While many challenges are related to the economic downturn and increased community needs, stakeholders are talking about needs they see in existing community systems, including health, safety, family support and quality of early care and education as they plan their collaborative agendas for the year.
The Branford Early Childhood Collaborative recently unveiled their Community Planning work in a June meeting I attended during which results of the first stage in a two-year early childhood community planning process funded by Graustein Memorial Fund were shared with Branford residents. The results were obtained from surveys, interviews with key people in town, and focus groups with community organizations over the past year. Respondents were asked to identify the advantages that exist for families with young children living in Branford, the major unmet needs of families with young children that the community plan must meet, as well as ways the entire community can support families with young children. I was impressed with the facilitator’s enthusiasm for Branford as he relayed to the audience that community members shared a degree of community pride that he had never seen before. You can learn more about the meeting planning results here.

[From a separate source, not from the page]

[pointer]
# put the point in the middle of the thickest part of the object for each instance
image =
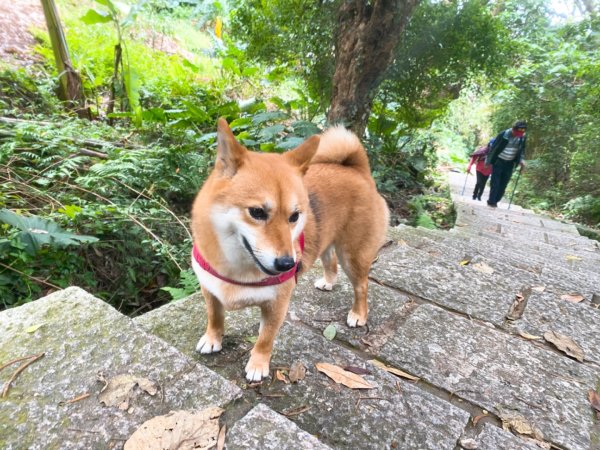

This summer, I also attended a West Haven Early Childhood Council meeting with a committed group of educators who discussed ways to engage families in their children’s school and community. Data around the conditions of children and families at birth in West Haven was also shared and members talked about ways to improve access to information and services in the health care arena. I also had a chance to talk about United Way of Greater New Haven’s education work and underscore our excitement in learning about ways we can work with and support town early childhood collaborative initiatives.
I am eager to see how we can work together in the coming months to help support our community one family at a time. I think it will take patience, a lot of listening and collaboration, but I am confident that we can achieve our common goal of making sure kids show up to school ready to learn.